Updated: Jan 25
by Woodland Crisfield
With online learning taking place, MCPS leaders are looking to replace snow days with remote instruction. Photo: Billings Gazette.
With the COVID-19 pandemic introducing a new era of remote learning, MCPS students could see snow days become a thing of the past.
The MCPS academic calendar has traditionally featured four built-in snow days in anticipation of any potential weather-related closures. If the county goes over that limit, they can either cut spring break short or extend the academic year further into the summer.
With county schools completely online now, some leaders see an opportunity to replace potential snow days with online class days for students to receive instruction at home.
When the pandemic forced school facilities to shut down, MCPS worked to ensure that each student had a computer and access to a WiFi hotspot. Since closure began in March 2020, the school district has distributed 133,000 chromebooks to students and 22,000 to staff members.
In the September 10th school board meeting, MCPS Superintendent, Dr. Jack Smith, suggested the idea of replacing snow days with instructional days at home.
“In my view of the world, this digital platform—this digital experience—is never going to go away entirely and we don't want it to because even in the best world, I never want to have a snow day again.”

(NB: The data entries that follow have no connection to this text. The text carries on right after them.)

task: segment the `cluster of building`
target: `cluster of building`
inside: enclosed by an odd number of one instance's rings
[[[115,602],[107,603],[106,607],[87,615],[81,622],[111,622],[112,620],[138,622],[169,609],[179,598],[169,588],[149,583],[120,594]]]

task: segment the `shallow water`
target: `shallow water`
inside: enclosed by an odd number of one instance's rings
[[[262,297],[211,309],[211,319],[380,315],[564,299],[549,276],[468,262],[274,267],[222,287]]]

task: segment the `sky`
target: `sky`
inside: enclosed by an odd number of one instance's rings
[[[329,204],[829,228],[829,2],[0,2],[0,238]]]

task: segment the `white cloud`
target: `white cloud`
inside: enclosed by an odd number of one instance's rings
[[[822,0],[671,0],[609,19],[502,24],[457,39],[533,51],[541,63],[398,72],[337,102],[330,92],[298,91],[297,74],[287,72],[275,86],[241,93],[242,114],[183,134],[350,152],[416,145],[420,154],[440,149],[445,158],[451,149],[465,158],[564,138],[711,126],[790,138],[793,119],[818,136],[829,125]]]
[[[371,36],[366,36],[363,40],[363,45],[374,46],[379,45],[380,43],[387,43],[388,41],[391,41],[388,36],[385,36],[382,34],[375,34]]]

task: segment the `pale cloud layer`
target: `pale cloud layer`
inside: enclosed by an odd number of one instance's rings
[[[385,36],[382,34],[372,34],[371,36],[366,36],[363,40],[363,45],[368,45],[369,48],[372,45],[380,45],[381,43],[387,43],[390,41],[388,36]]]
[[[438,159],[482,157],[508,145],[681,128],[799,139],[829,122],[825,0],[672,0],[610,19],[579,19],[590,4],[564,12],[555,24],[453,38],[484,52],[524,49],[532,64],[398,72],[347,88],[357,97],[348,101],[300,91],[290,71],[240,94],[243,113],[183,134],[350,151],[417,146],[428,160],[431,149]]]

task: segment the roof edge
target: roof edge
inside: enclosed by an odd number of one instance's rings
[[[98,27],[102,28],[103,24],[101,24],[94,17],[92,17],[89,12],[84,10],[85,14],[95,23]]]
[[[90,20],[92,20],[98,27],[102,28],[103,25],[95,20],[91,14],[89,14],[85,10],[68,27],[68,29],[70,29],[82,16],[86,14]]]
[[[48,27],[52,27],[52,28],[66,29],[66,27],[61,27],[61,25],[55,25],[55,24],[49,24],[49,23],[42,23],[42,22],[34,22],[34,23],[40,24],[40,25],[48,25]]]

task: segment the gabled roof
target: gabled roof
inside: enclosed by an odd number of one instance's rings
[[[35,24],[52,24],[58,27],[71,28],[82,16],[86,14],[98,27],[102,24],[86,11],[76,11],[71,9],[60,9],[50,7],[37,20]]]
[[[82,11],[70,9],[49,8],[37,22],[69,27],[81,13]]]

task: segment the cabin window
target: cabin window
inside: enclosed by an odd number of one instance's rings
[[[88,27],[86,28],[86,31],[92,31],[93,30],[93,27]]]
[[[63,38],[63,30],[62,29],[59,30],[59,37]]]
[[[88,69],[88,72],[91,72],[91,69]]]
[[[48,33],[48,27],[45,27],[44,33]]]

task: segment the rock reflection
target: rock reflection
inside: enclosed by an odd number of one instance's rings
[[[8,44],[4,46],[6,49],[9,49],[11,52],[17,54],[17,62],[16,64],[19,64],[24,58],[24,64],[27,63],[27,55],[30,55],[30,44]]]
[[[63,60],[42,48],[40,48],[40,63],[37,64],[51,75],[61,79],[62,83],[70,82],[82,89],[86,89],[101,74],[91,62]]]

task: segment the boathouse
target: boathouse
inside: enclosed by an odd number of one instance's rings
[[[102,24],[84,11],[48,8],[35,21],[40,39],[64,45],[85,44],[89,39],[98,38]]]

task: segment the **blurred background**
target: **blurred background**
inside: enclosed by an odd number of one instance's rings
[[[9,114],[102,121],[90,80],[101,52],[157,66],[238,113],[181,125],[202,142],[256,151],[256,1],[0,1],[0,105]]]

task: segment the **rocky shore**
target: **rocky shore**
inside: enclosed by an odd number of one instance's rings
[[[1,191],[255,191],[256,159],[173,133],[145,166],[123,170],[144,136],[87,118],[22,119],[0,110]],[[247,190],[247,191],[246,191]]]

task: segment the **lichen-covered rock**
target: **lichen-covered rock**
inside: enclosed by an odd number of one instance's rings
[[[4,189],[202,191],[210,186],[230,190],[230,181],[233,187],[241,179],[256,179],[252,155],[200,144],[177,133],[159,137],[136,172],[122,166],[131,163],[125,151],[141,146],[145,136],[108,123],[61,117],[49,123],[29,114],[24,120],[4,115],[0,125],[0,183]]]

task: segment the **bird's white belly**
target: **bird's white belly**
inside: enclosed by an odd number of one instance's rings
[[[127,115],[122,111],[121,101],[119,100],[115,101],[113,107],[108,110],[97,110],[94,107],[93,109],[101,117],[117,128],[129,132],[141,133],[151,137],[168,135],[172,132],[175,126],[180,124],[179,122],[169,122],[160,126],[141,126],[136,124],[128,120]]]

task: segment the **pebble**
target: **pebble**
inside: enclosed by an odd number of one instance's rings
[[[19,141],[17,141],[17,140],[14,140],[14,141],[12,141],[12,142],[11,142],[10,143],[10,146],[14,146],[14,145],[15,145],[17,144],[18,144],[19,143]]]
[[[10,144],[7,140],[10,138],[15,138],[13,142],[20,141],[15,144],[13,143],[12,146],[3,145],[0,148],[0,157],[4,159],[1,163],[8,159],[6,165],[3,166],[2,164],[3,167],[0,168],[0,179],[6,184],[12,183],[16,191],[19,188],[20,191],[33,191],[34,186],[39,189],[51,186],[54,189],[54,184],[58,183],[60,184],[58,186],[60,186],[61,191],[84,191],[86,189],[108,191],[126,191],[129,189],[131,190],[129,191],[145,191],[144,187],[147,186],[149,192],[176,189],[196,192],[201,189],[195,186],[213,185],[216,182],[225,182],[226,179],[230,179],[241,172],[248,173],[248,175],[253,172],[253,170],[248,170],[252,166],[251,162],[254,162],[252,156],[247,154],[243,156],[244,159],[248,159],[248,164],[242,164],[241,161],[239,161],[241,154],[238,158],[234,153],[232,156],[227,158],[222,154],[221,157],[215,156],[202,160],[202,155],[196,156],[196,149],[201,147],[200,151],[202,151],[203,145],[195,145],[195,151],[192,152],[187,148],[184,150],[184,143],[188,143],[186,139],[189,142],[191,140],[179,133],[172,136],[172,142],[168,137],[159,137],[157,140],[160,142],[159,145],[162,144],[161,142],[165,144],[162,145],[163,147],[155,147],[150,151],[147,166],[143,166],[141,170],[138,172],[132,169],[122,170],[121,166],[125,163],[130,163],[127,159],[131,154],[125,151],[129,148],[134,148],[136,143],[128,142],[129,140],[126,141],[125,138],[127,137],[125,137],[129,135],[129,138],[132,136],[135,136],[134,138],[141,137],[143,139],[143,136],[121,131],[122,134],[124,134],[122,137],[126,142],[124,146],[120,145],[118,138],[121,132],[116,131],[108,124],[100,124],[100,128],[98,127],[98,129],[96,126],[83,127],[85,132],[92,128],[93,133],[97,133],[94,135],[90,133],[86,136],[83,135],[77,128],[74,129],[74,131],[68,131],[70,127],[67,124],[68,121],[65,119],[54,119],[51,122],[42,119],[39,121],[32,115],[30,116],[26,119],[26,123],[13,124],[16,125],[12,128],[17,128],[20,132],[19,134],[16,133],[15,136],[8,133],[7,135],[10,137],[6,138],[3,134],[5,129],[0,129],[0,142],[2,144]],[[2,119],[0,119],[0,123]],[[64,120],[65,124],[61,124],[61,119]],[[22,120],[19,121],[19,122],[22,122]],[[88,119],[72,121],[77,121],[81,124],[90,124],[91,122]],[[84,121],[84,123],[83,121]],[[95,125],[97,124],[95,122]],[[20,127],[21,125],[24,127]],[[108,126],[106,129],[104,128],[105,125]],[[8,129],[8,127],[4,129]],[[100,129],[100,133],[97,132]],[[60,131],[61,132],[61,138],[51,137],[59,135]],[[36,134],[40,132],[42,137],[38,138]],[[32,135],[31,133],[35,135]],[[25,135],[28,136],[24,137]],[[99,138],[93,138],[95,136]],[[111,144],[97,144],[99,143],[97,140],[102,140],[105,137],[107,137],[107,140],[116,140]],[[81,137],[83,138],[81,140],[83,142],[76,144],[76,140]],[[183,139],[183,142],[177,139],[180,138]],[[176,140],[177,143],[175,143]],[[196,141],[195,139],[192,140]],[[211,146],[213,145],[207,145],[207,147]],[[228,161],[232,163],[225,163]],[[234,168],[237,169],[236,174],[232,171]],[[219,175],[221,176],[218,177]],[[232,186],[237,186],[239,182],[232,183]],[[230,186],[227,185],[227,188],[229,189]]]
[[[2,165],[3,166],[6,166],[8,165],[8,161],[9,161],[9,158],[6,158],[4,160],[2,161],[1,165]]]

Smith continued, “I just don't think there's use for it ever again, to have to make up a snow day.”
As of now, the school district has not formally announced that snow days are officially being eliminated. However, Superintendent Smith has stated that people are pursuing the idea.
This potential decision has elicited varying reactions from teachers and students alike. Northwood sophomore Roy Bridgewater was dismayed to hear the news.
“I don't think it will make much of a difference because normally we only have a couple, but it sucks that we will probably have no more snow days.”
Junior Hose Haile expressed a similar sentiment. “It is what it is; if that's what they decide, we'll just have to accept it.”
For many in the MCPS community, the ability to have instruction on a snow day is understandable. But nothing matches the thrill that many students feel when waking up on a cold wintry day and hearing the news that school has been closed.
Social studies teacher Daniel Stein may have said it best. “I understand why they are getting rid of snow days during online learning but that first day that would normally be a snow day is going to be a sad one.”